La segunda generación, con Philippe y su esposa Stéphanie al frente, consolidó su prestigio. En 1992 se incorporó a la prestigiosa asociación Relais & Châteaux. Y en el año 2001, su restaurante obtuvo una estrella Michelin, un reconocimiento que mantiene con honor hoy en día.

El lujo de la desconexión y el sabor de una estrella
Este hotel de alta gama tiene una filosofía clara: ofrecer una hospitalidad familiar. Es como quedarse en casa de un pariente, pero con un servicio impecable. Aquí no hay seminarios ni eventos corporativos. El objetivo es la desconexión absoluta. Stéphanie Gombert lo define perfectamente: «Para mí, el lujo significa vivir en el campo, al ritmo de las estaciones. Es espacio. Es tiempo.»
Sus 18 habitaciones son un viaje al pasado. Muebles de época, tejidos nobles, pinturas históricas. Nombres como «La Favorite», «Henri IV» o «Scribe» (en honor a la figura egipcia escondida) recuerdan las vidas fascinantes que transcurrieron entre estos muros. El Grand Salon, con vistas al Dordoña, es Monumento Histórico.
Pero si hay otro secreto bien guardado, es su cocina. El chef Stéphane Andrieux dirige los fogones desde finales de los noventa. Su estrella Michelin no es casualidad. Bebe de las fuentes del Périgord y del Quercy, regiones donde la trufa negra, el cordero local, las carnes de caza y el foie gras son culto puro.

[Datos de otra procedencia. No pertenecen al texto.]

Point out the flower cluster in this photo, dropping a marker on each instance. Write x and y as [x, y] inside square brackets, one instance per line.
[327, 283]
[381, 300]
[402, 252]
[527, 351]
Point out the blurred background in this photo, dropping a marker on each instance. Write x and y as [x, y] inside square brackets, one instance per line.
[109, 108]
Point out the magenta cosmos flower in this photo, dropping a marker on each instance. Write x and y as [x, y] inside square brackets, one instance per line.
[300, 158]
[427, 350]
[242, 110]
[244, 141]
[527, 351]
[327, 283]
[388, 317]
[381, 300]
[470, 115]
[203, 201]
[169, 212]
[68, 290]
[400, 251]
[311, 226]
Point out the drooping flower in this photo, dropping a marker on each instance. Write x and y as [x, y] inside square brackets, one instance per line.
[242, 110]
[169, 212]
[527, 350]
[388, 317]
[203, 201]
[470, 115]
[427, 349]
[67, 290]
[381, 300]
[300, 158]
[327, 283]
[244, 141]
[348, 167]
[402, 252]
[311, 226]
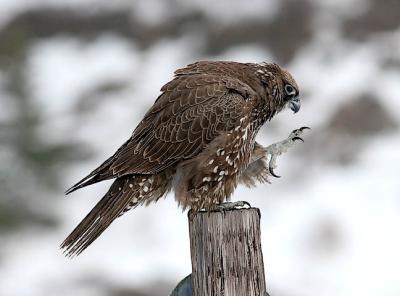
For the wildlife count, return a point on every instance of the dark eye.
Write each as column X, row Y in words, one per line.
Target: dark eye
column 290, row 91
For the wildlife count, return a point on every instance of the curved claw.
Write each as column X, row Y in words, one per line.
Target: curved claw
column 303, row 128
column 271, row 171
column 297, row 138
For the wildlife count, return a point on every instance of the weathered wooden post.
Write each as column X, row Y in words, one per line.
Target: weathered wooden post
column 226, row 253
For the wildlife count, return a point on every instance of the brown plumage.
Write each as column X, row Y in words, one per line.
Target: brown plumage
column 198, row 139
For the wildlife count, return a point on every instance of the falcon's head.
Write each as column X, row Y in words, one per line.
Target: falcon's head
column 281, row 86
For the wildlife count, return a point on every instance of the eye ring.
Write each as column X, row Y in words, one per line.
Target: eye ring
column 290, row 90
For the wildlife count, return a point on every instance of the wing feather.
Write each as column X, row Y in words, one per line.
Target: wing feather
column 192, row 111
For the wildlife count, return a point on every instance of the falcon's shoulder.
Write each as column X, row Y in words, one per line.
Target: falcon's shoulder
column 192, row 110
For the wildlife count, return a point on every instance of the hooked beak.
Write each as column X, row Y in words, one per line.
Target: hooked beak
column 295, row 104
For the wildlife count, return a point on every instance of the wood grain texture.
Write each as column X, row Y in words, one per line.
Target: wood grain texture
column 226, row 253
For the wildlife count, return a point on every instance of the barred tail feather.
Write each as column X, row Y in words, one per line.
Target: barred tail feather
column 121, row 197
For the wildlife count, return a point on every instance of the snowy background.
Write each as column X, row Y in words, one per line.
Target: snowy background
column 77, row 76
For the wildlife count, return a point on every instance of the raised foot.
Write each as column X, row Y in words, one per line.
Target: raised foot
column 229, row 206
column 278, row 148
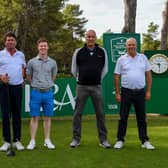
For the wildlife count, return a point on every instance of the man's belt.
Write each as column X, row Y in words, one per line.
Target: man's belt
column 133, row 90
column 42, row 89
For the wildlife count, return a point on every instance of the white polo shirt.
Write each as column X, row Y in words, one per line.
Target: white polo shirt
column 12, row 65
column 132, row 70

Puedes saborear platos como la trufa en volován, el foie gras de pato a la sartén o langostinos con bisque de coco. El filete de cordero del Quercy o el filete de ternera de Aveyron son imprescindibles. Y no olvidemos el capítulo de los quesos, servidos en una puerta adaptada como bandeja, un auténtico espectáculo visual y gustativo.

Más que un hotel: una experiencia histórica
El Château de la Treyne es una inmersión total. Desde la terraza medieval, con un cóctel en la mano, la luna se refleja en el río. Escucharemos la sinfonía de los anfibios, sentiremos el vuelo de las golondrinas entre los tejados de pizarra. Incluso desayunar aquí es una experiencia de cinco sentidos, con una cesta de productos locales que demuestra una apuesta firme por la sostenibilidad.

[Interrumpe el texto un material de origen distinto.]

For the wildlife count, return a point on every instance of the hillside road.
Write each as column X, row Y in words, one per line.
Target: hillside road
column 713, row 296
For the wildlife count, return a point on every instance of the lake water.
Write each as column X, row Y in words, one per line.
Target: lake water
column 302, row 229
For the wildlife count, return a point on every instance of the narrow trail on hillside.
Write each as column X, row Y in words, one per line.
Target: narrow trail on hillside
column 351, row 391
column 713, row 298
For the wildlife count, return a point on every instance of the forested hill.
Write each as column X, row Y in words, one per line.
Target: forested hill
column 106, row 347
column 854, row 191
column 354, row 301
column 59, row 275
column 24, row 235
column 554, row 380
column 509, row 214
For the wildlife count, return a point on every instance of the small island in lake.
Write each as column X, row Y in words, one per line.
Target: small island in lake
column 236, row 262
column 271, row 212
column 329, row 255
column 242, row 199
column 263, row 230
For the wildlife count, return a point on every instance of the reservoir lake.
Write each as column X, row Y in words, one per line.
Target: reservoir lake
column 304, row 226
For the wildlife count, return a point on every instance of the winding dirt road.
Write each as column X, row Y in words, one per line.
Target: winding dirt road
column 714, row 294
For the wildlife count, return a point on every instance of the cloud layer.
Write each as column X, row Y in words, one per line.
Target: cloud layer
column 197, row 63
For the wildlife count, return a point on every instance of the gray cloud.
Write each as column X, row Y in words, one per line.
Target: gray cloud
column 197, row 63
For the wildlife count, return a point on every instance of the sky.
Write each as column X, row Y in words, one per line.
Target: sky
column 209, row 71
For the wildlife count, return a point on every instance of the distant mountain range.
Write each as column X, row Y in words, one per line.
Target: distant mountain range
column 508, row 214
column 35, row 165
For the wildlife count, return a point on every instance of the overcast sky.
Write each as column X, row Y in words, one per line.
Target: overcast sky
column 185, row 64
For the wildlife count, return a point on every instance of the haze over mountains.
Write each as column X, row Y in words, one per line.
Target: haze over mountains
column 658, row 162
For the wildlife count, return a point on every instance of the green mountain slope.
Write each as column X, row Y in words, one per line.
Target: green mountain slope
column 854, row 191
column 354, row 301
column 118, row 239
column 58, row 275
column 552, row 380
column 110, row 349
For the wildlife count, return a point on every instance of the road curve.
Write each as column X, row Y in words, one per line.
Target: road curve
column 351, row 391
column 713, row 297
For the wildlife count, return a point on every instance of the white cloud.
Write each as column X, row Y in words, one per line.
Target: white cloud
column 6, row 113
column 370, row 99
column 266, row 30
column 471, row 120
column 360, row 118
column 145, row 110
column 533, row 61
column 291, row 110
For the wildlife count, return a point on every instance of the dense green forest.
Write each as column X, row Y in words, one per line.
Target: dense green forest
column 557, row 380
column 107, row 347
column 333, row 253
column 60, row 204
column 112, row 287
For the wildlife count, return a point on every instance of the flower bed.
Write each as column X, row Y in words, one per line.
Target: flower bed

Además, en las 120 hectáreas del parque, se han plantado 250 robles truferos. En pocos años, podremos participar en la búsqueda de este preciado hongo con perros adiestrados. Es una solución inteligente para mantener viva la tradición y el entorno.
El jardín, diseñado en 1906, tiene un aire versallesco con sus 80 rosales y dos cedros del Líbano de más de 250 años. Hay una piscina, e incluso una capilla reconstruida con fragmentos de otros templos destruidos durante la Revolución Francesa. Es una historia dentro de otra.

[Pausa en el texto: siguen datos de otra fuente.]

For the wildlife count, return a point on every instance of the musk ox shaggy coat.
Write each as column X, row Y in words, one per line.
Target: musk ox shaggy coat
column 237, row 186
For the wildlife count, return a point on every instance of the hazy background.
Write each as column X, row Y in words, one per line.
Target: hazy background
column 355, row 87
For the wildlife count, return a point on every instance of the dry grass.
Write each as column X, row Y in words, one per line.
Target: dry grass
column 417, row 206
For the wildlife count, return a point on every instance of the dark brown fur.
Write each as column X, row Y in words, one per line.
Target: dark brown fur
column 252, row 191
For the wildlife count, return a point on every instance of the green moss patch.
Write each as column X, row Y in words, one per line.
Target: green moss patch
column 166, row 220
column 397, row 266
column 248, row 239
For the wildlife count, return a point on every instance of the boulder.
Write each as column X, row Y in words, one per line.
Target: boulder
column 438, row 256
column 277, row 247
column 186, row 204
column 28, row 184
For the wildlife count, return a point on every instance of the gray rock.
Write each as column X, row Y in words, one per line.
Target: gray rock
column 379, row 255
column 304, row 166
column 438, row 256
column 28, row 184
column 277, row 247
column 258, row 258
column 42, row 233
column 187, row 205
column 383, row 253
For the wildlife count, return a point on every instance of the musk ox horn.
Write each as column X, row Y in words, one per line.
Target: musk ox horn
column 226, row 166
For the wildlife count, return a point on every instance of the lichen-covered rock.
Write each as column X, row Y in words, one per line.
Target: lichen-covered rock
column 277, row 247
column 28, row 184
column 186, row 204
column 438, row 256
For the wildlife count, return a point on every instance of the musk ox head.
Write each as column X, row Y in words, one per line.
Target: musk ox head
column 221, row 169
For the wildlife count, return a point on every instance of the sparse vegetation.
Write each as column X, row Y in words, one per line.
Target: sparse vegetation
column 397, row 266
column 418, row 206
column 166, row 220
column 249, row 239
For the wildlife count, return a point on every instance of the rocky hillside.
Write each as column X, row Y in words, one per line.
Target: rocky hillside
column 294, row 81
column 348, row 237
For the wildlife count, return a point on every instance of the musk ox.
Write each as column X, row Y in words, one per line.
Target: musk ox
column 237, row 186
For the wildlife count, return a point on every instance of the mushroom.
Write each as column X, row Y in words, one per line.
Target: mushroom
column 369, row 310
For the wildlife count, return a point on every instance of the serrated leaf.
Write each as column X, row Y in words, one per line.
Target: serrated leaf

Y bajo todo esto, el Dordoña. Parte de una Reserva de la Biosfera de la Unesco, hogar de más de 60 especies de peces. El «río más limpio de Francia». Un espejo donde el Château de la Treyne se refleja, invitándonos a descubrir sus secretos milenarios.
Descubrir este lugar es entender que la historia no solo se lee en los libros, sino que se vive. Has hecho un descubrimiento valioso, ¿verdad?